On the final day of the trip, the Southwestern team went to a Mexican supermarket comparable to Wal-Mart in the United States. They passed out hundreds of tracts to shoppers as they walked through the parking lot.
“People stopped,” Bryan said. “They literally stopped right there in the parking lot to read the tracts.”
But before leaving Ciudad Acuña, the team took up a different platform for proclaiming the gospel. They went to a state prison where Fernando had been ministering on a weekly basis. Bryan described the prison as the size of a football field, with bare cement walls, nearly 40 feet tall, topped with barbed wire.
According to Bryan, guards at the prison allowed the Southwestern team members to go in three at a time. They were led past open cells packed with eight to 14 people. They were allowed to share the gospel with prisoners who were assembled in an open-air “recreation area” consisting of bare walls, a cement floor and no roof. Then the prisoners were told to line up against the walls. Fonseca gave a final challenge to the inmates.
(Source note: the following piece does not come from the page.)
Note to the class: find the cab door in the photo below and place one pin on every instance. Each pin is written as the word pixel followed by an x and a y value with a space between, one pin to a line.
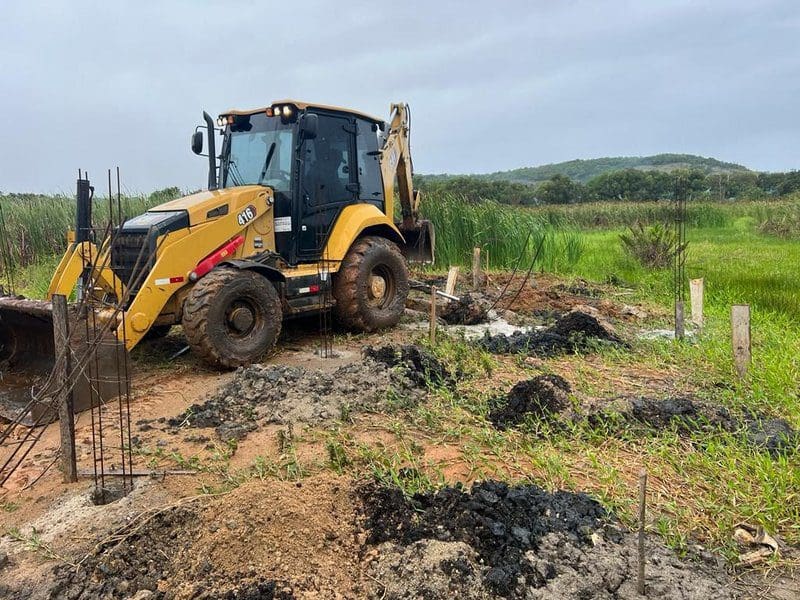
pixel 328 182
Drawing an imaginary line across the cement floor with his foot, Fonseca called those who desired to be a role model for their families to walk up to the line. He also called those who wanted to accept Christ as Savior to make their decisions known. He challenged the inmates to be real men.
“And in Spanish culture, just to say, ‘Be a man!’ can be offensive in a sense,” Fonseca said. However, he said that after the invitation was given “there was a group that accepted Jesus on the left side” of the room, and “and on the right side, there were people that wanted to be role models.”
Certainly the Apostle Paul would be proud of the Southwestern mission team as they honored their precious promise to preach the gospel. As Paul wrote in 2 Timothy 4:5, “Be sober in all things, endure hardship, do the work of an evangelist, fulfill your ministry.”